To answer these questions, we looked at DNA sequences in specific regions that are frequently involved in regulation. These regions are adjacent to genes, and commonly known as the cis region. We asked if there was a cis-regulatory “code” that can turn on a gene under a given stress. Using gene expression data from plants under salt stress, we were able to determine important cis-elements that tend to regulate genes under this condition, and elements that responded in specific parts of the plant, including the root and the shoot (Uygun, et. al., 2017). We then used machine-learning to predict how well our putative cis-regulatory codes explained plant gene expression under salt stress, and found our putative cis-elements explained approximately 79% of expression. Currently the Shiu lab is working on finding cis-elements that regulate wounding, heat, and drought stress.

Conclusions

When I first joined the Shiu lab in 2014, I had no previous computational experience, only a desire to learn more about genes and genomes of plants. By learning how to program and how to deal with big datasets, I developed my skill set in bioinformatics and with it the future job market looks a little brighter. Additionally, I have gained insight into the biology and complexity of what is happening in a given genome, and tools of how to parse that complexity into meaningful data.

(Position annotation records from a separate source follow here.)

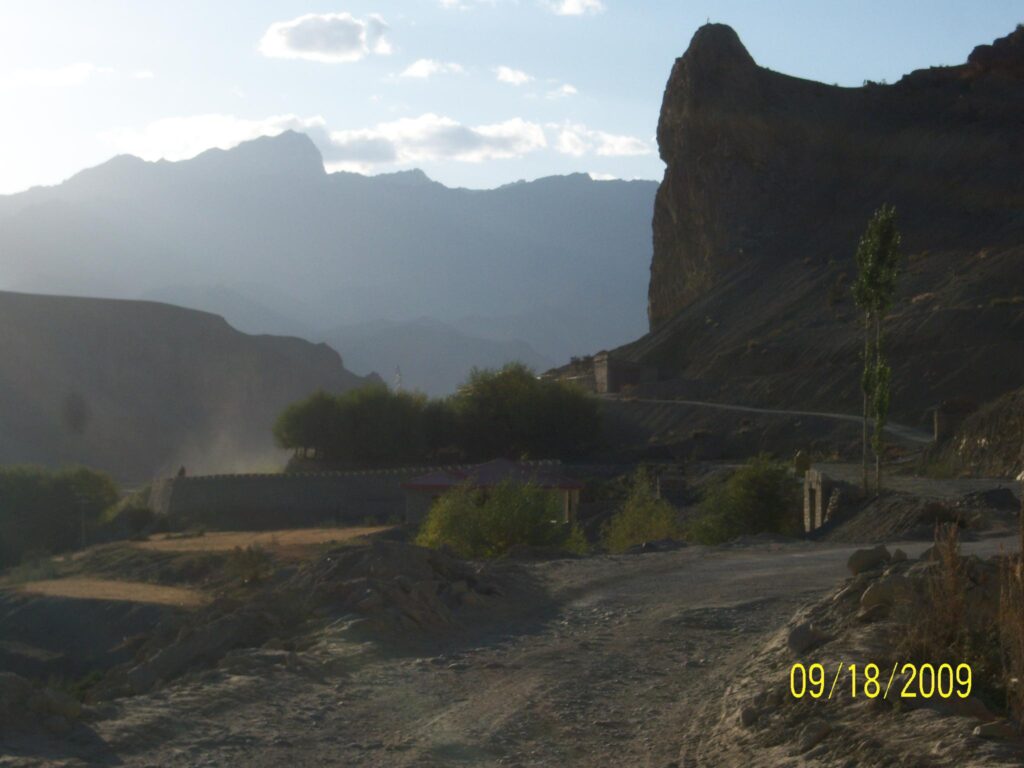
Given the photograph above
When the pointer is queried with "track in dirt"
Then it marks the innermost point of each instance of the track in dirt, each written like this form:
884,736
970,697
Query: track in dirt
638,651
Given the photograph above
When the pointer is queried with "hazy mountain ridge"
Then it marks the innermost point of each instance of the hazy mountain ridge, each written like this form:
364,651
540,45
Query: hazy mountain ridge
341,249
432,356
137,388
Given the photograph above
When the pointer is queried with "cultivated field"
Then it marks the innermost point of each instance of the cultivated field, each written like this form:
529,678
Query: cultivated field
290,544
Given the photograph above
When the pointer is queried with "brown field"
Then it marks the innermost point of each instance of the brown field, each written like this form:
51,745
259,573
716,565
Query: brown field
289,544
107,589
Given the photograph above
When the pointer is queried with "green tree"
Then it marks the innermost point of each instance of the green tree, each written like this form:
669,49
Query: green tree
49,511
878,260
487,522
307,426
644,517
759,497
369,426
514,414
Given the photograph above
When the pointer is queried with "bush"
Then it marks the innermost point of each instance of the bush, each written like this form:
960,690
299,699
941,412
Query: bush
250,564
643,517
508,413
367,426
488,522
512,413
760,497
41,509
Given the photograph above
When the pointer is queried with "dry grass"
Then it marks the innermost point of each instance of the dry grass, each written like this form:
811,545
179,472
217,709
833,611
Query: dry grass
939,630
1012,630
294,544
105,589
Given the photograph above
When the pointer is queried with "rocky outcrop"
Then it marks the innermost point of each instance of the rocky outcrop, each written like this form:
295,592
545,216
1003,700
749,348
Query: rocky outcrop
769,182
764,168
990,441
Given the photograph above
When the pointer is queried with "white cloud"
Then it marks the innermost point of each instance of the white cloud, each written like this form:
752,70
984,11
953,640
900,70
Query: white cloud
562,91
427,138
425,68
183,137
331,38
576,7
576,139
59,77
432,137
512,77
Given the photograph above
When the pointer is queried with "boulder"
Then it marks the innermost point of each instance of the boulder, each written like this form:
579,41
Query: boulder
14,693
887,591
867,559
804,637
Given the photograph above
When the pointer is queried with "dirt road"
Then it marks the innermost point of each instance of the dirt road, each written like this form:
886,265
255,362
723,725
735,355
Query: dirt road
910,434
619,669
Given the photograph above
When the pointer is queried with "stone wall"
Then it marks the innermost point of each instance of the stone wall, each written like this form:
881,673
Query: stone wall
273,501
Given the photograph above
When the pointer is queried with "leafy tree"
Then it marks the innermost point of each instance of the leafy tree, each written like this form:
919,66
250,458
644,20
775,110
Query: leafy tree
477,522
47,511
514,414
757,498
644,517
367,426
307,425
878,260
508,413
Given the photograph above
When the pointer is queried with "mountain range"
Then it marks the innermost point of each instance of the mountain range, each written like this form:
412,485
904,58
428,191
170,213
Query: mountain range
769,181
263,236
141,388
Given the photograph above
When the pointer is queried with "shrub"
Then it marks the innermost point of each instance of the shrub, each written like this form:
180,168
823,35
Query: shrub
760,497
643,517
508,413
488,522
250,564
41,509
512,413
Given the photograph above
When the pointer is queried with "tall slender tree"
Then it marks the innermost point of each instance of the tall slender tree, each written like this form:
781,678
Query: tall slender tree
878,260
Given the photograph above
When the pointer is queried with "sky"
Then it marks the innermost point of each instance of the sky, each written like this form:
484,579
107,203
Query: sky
475,92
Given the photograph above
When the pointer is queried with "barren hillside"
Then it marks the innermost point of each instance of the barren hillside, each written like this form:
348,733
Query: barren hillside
770,180
137,388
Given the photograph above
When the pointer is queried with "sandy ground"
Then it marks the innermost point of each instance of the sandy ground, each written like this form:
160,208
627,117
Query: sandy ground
294,543
623,668
108,589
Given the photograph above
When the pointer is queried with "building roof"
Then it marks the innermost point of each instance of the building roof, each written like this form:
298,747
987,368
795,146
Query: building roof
493,473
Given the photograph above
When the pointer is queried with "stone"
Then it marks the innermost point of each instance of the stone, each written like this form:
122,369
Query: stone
996,729
867,559
875,613
804,637
14,691
887,591
58,702
813,733
57,725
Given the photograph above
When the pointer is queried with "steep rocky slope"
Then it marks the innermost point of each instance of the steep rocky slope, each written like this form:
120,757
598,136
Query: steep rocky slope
137,387
770,180
990,441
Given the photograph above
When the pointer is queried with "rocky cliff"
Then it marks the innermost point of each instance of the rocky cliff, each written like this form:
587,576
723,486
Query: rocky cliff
769,182
137,388
764,168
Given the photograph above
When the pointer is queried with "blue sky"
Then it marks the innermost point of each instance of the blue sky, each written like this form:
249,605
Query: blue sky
476,92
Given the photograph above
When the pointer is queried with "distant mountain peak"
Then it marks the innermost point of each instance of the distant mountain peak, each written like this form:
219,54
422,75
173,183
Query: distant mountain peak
290,153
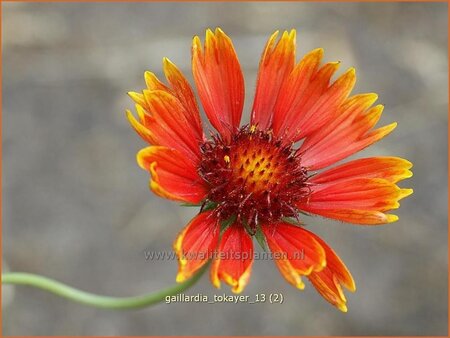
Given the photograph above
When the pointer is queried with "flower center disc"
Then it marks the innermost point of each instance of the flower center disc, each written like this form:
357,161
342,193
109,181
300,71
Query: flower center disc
254,176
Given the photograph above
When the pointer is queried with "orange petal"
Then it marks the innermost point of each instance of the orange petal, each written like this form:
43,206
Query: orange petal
196,243
392,169
276,64
358,200
295,252
234,259
293,90
307,101
329,281
183,91
219,81
173,176
169,123
153,83
142,131
347,133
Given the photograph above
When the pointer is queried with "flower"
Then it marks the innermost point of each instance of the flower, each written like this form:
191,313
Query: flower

As a lab, we have found computational methods, particularly machine-learning, can be combined with gene expression data to make powerful predictions of gene function. If we can predict the function of a gene, or a genomic region, this can provide a starting point for experimental validation, reducing the amount of guesswork and time involved in the validation process. As many genes and functional regions of the genome remain unknown or uncharacterized, gene prediction or predictions of functional regions are important to discover and is a way to navigate the seas of genomic data.